In zwei Stunden ist diese Etappe absolviert. Kein Wunder, sind etwa auf dem Trottoir zwischen Zug und Oberwil, das für Velofahrerinnen freigegeben ist, deutlich mehr Radler als Fussgängerinnen unterwegs.

Auslage ist ausgedünnt

Die Frage ist: Woher haben all die Fans von Mountain-Biker Nino Schurter, Strassenfahrer Mathias Frank oder dem langjährigen Zuger Lokal-Matador Martin Elmiger ihre Velos?

Wir begeben uns zur Cycling Lounge an der Gubelstrasse in Zug. «Tja», sagt uns der Jonas Stehli, der hier seine Berufslehre absolviert, «so viele Velos stehen derzeit gar nicht mehr zum Verkauf.» Zwar sei das Geschäft während des Lockdowns geschlossen gewesen. Aber seither laufe es wie geschmiert.

«Viel zu tun»

Objekt der allergrössten Begierde sind Mountain-E-Bikes. Von den aktuellen Modellen seien so gut wie alle ausverkauft, sagt Stehli. Es gibt zwar noch ein paar ältere Vehikel. Aber man wartet vor allem und sehnlichst auf Nachschub.

Dann kommt Geschäftsführer Björn Schwengeler aus der Werkstatt. Er hat keine Zeit für ein Foto und auch nichts übrig für Auskünfte: «Entschuldigen Sie, wir haben einfach zu viel zu tun», sagt er.

Run auf teure Zweiräder

Also machen wir uns auf den Weg zu M-Way im Einkaufzentrum Zugerland. In diesem auf E-Bikes spezialisierten Geschäft der Migros entdecken wir eines der E-Mountain-Bikes in der Auslage: Es sei fürs Gelände und die Berge ideal, lesen wir auf dem Etikett.

Es kostet knapp 4'500 Franken – und dies nach Abzug von 20 Prozent Rabatt. Auch der nächste Kunde im Shop, ein sportlicher Mann in den Sechzigern, interessiert sich ausschliesslich für dieses Modell und ignoriert die City-E-Bikes und die Veloanhänger.

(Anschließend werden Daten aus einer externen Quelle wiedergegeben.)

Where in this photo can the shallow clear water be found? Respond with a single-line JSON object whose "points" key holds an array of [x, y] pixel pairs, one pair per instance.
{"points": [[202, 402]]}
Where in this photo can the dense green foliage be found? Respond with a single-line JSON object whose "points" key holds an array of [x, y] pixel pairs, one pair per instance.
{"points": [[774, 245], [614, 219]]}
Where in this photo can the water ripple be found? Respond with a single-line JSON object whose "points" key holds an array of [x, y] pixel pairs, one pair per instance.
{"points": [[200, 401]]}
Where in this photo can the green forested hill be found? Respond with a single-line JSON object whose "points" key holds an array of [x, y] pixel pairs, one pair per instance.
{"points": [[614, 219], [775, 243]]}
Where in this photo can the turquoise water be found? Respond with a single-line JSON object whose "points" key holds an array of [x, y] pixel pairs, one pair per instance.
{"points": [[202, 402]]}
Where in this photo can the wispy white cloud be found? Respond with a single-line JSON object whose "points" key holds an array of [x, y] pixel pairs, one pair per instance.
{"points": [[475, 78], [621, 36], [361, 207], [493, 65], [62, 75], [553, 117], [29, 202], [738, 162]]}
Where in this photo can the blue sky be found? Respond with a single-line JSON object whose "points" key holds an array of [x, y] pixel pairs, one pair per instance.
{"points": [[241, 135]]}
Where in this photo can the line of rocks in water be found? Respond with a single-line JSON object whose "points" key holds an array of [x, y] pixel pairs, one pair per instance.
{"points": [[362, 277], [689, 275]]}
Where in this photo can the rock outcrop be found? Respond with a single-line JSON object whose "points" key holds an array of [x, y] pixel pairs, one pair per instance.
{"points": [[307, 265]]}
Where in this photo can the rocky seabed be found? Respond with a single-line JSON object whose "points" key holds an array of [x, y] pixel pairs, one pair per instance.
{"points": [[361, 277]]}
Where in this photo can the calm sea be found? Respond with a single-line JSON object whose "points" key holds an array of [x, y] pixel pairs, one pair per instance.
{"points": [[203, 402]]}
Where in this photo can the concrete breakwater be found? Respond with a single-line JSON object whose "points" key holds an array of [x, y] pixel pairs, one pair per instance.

Mehr Umsatz trotz Lockdown

Im Ausstellungsraum gehen wir erst an einer langen Linie von bereits verkauften Zweirädern vorbei, die mit Etiketten versehen sind. Zuhinterst treffen wir auf zwei Mitarbeitende, die in der Werkstatt an Bikes herumschrauben.

Der Filialleiter Matthias Würsch ist vorübergehend abwesend. Aber er hat uns vorab ein Video geschickt. «Das beschreibt wohl am besten, was gerade abgeht in der Schweiz», schreibt er.

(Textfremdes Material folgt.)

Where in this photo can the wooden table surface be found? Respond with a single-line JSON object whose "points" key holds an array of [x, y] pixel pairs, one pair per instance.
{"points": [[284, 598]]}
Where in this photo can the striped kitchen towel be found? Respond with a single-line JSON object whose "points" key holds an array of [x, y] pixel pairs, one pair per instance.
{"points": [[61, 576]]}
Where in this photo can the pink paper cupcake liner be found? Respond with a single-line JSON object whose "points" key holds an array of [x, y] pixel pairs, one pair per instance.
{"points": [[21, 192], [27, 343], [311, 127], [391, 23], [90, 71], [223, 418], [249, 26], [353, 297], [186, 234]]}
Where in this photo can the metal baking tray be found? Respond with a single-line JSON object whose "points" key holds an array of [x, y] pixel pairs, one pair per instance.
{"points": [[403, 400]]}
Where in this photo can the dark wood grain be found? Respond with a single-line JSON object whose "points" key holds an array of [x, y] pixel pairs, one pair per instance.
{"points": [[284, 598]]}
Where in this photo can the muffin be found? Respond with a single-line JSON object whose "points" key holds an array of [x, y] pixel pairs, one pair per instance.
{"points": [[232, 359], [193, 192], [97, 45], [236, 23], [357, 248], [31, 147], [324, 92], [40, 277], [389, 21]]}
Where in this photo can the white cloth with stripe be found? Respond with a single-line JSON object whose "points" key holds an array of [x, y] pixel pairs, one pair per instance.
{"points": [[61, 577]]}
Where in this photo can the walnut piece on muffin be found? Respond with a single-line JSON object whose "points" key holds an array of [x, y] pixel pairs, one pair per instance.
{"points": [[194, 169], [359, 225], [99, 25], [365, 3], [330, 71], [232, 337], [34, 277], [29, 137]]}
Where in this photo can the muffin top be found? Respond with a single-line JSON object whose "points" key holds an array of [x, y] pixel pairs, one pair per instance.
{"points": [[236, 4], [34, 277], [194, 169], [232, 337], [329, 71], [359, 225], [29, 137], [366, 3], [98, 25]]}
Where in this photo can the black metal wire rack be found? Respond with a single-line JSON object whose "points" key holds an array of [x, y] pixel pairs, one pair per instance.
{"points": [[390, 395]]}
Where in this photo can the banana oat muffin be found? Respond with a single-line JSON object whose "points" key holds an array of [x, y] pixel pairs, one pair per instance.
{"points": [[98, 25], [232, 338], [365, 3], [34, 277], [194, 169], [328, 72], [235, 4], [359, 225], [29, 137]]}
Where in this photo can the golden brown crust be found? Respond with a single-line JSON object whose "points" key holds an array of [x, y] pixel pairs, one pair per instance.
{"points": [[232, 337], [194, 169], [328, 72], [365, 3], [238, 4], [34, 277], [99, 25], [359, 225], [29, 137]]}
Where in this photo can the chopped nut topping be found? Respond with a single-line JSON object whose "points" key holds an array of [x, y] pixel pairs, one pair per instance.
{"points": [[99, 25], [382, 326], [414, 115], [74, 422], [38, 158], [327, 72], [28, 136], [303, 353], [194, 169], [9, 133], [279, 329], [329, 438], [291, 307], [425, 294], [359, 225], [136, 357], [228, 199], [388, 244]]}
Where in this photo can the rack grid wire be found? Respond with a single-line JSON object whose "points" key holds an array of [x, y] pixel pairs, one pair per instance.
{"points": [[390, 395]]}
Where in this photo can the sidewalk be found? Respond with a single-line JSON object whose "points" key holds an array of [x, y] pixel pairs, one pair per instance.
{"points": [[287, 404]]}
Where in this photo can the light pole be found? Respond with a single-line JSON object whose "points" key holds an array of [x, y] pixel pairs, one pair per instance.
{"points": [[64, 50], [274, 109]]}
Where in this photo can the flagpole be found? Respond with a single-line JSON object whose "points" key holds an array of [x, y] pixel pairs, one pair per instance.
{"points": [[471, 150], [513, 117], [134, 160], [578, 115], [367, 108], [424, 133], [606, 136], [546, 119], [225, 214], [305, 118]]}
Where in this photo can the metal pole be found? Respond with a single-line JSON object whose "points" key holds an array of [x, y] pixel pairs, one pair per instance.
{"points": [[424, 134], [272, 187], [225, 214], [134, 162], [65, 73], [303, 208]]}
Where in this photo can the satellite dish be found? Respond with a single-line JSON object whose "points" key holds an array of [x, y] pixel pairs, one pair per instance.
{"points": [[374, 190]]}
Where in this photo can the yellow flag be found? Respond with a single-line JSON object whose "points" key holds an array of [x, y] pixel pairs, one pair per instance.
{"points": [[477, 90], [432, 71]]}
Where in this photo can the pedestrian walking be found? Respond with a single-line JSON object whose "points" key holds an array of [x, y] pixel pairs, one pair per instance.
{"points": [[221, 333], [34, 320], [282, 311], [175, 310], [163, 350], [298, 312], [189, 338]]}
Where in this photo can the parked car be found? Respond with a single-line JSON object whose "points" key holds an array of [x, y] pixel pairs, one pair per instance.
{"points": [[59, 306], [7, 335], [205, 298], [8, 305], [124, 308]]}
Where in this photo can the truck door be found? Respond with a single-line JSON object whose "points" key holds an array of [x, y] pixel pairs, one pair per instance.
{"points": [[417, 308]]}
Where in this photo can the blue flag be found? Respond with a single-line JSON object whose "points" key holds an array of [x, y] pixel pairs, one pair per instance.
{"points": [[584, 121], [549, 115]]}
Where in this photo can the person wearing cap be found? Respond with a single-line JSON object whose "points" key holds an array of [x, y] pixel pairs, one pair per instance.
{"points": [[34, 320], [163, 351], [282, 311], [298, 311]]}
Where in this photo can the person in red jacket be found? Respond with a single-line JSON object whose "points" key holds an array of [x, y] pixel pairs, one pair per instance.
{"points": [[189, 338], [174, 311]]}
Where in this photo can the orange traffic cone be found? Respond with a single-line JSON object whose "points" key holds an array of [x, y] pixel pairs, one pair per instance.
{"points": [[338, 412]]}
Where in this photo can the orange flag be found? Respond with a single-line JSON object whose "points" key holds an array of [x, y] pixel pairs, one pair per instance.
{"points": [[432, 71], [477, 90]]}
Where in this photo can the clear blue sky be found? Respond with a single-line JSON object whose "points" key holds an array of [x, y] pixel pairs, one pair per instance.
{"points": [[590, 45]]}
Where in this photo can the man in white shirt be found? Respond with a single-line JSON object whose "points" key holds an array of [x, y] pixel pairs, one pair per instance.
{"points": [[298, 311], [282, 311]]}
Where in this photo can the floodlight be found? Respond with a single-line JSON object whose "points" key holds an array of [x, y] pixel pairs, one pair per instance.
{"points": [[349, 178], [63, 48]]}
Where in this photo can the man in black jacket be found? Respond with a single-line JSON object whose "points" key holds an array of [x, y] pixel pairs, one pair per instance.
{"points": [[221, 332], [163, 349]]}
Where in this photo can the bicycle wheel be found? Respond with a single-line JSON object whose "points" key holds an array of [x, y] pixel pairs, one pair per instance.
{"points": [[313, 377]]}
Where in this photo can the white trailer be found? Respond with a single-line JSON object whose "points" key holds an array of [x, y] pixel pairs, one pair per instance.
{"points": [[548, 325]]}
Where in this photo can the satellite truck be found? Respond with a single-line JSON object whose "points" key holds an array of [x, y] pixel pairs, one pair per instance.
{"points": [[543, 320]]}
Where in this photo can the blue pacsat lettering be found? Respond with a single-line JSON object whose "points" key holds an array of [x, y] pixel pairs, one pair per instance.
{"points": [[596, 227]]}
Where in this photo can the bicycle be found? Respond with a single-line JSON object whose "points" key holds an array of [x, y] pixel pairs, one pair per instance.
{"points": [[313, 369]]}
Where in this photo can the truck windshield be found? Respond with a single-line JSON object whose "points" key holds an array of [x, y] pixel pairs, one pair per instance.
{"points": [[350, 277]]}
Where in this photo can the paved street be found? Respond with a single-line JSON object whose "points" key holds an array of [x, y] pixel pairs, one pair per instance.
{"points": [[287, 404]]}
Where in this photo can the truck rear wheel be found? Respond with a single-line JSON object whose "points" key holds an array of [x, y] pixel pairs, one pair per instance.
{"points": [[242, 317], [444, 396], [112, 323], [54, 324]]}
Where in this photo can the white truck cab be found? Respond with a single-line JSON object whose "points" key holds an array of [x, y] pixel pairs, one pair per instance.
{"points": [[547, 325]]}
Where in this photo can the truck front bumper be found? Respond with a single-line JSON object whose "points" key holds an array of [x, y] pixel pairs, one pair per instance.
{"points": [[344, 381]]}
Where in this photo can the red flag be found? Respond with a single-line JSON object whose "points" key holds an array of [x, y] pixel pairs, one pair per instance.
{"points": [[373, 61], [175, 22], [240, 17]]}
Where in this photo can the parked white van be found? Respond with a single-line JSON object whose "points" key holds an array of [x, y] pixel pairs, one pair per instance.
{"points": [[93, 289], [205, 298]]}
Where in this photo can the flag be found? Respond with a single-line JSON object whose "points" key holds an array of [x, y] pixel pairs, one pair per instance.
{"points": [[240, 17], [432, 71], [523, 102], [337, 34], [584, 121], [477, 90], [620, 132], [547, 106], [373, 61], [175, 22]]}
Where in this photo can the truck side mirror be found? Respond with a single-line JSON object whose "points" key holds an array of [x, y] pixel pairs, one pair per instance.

Der Run auf Velos ist ein landesweites Phänomen. Der Lockdown, der viele Leute in die Natur gelockt hat, aber auch das schöne Wetter und die Tatsache, dass viele Leute heuer ihre Ferien in der Schweiz verbringen, hat den Velogeschäften einen unverhofften Boom beschert. Obwohl sie lange geschlossen bleiben mussten, haben viele den Umsatz im ersten Halbjahr gegenüber 2019 um 10 bis 15 Prozent steigern können.

Auch alte Velos werden fit gemacht

Es wird viel hochqualitative Ware gekauft. Verschafft sich also eine tendenziell ältere, aber zahlungskräftige Kundschaft mit dem E-Mountain-Bike ein neues Hilfsmittel, um die Natur zu geniessen und das Immunsystem zu stärken?

Diese Frage greift zu kurz: Denn wer sich kein neues, teures E-Bike leisten kann, schaut genauer im Keller nach, ob sich dort nicht ein Fahrrad findet, das sich auf Vordermann bringen liesse. Wobei jene Leute, die ihr Velo einst günstig im Versandhandel bestellt haben, wohl öfter selber Werkzeug in die Hand nehmen müssen.

Reparaturen: selber geht schneller

Viele Mechaniker konzentrieren sich aufgrund der grossen Nachfrage darauf, in erster Linie ihre angestammten Kunden mit Reparaturen zu bedienen.

Zur Überprüfung dieser These begeben wir uns zum Radsportgeschäft Baumgartner an der Poststrasse in Zug, das seit Jahrzehnten dafür bekannt ist, die Drahtesel aus der Gegend wieder fit zu machen.

Bei unserem Besuch stehen vor dem Eingang die reparierten Velos dicht an dicht, ein Mechaniker stellt eben ein weiteres hinzu. Der Geschäftsführer Bernhard Baumgartner eilt aus dem Büro herbei und sagt ein wenig angespannt: «Entschuldigung, wir haben gerade überhaupt keine Zeit.»

Tour um den Zugersee

Also schwingen wir uns auf unser City-Bike, das vor langer Zeit vom bekannten Velogeschäft Ambühl aus Horw zusammengebaut worden war. Auf der Tour um den Zugersee begegnen wir vielen nderen Radlern und es gibt bis Arth auch nicht sehr viel Platz auf der Strasse.

In Immensee baden wir und in Risch rasten wir unter dem Lebendbaum neben der Kirche, der viel Energie spenden soll. Eine perfekte Etappe auf der persönlichen Tour de Suisse, die morgen fortgesetzt wird.